Do you want to continue asking stupid, straw-man questions?
That was a rhetorical question; we know you do.
The Clinic at Walmart
Independent clinics now offer a wide range of common healthcare services at select stores nationwide. These clinics combine walk-in convenience with budget-friendly prices.
Do I hear heads exploding?
By the time the unaffordable careless act implodes and is finally repealed such independent clinics without connection to insurance may be the bulk of functional medical care surviving.
There is an alternative
The alternative described is a much greater change than Obamacare. Given the enormous status quo bias in our political system, it’s hard to imagine such a change ever being passed.
many more barriers keep prices up and competitors out
The incumbent hospitals and doctors will fight tooth and nail to keep those barriers in place. It isn’t as if they exist by accident. And it’s no accident that the Republicans haven’t voted on any bills along the lines described here — they have zero interest in going to war with health care providers.
To actually happen a major reform proposal has to attract strong supporters, and/or neutralize opponents. Obamacare passed because it had something to offer doctors, hospitals, insurers, device makers, pharma companies, etc., even as it worked to limit the growth in health care spending. Threading that political needle required all sorts of compromises and kludges, which is one reason that virtually nobody is 100% happy with the result. But it’s impossible to imagine a purer, more sweeping alternative — no matter the specifics or ideology — having any chance of becoming law.
Politics is the art of the possible, and Obamacare is — just barely — possible.
had something to offer doctors, hospitals, insurers, device makers, pharma companies, etc., even as it worked to limit the growth in health care spending.
And the offer turned out to be a fabric of lies.
It’s early days yet, but already there are millions of people on Medicaid who wouldn’t have been otherwise. They represent new income for insurers and healthcare providers, and a reduction in uncompensated care. A recent poll of hospital executives showed 90+% support for Obamacare, despite all the launch problems. As I wrote, nobody is 100% happy with it, so expect lots of jockeying to nudge the law in one direction or another (e.g. the medical device people want to drop that tax, unions want to lose the Cadillac policy tax, etc.). But so far the coalition that got it passed/let it be passed is still on board, because they are getting what they were promised. There is no equivalently influential coalition that wants the sort of dramatic changes proposed above.

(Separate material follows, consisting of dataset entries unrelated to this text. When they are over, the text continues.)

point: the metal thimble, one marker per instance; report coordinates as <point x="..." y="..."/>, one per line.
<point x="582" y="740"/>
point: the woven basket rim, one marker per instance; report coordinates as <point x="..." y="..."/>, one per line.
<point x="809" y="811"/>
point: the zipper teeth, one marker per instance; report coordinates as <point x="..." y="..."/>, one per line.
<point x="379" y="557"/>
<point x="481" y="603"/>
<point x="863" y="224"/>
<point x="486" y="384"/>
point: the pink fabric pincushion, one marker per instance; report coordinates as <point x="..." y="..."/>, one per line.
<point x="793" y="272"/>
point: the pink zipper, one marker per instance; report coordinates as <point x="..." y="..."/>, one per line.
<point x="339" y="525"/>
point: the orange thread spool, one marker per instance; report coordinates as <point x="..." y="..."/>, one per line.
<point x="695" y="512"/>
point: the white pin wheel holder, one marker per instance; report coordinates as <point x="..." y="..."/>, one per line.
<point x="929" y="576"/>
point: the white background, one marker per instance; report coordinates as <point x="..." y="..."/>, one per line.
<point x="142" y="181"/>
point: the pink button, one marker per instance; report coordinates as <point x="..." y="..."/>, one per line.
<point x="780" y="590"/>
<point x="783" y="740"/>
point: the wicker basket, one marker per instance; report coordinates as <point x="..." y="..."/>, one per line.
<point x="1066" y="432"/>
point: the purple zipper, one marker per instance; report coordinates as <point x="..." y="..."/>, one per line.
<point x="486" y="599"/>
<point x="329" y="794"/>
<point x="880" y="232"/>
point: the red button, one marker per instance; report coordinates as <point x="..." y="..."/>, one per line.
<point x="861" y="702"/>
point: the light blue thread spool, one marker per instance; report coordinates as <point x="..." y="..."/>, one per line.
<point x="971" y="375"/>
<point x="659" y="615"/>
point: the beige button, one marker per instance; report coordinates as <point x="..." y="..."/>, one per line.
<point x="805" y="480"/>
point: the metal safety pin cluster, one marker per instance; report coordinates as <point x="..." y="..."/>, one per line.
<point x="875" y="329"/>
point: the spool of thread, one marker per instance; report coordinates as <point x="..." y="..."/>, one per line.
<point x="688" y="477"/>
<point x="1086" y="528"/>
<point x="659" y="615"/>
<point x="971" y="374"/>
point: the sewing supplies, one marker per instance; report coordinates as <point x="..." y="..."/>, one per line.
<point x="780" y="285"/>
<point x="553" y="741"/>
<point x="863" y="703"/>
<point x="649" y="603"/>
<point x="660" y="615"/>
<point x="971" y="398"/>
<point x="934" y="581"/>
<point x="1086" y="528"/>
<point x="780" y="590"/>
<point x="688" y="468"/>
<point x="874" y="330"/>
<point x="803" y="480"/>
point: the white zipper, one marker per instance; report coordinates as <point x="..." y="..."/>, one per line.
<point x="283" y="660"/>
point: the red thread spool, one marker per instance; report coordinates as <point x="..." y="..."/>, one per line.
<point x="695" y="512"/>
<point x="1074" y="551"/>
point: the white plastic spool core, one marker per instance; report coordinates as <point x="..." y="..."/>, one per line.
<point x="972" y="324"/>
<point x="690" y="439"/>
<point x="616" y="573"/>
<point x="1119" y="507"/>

“It’s early days yet, but already there are millions of people on Medicaid who wouldn’t have been otherwise. They represent new income for insurers and healthcare providers, ….”
Once again you fail the basic economics test….you buy into the broken window fallacy. And that’s just the first of many objections to your silly post. Such as:
“A recent poll of hospital executives showed 90+% support for Obamacare…”
Oh please. You just state that without stating the source of the poll where we can read it makes your assertion worse than worthless…it’s worse because of your well-established history for lying even about your own sources. Like, I’m sure the hospitals that are refusing to service the exchanges are happy with them. As are the hospitals which are not *allowed* by the government to be on an exchange.
“As I wrote, nobody is 100% happy with it, …”
hahaah you came in just under the wire for the understatement of the year!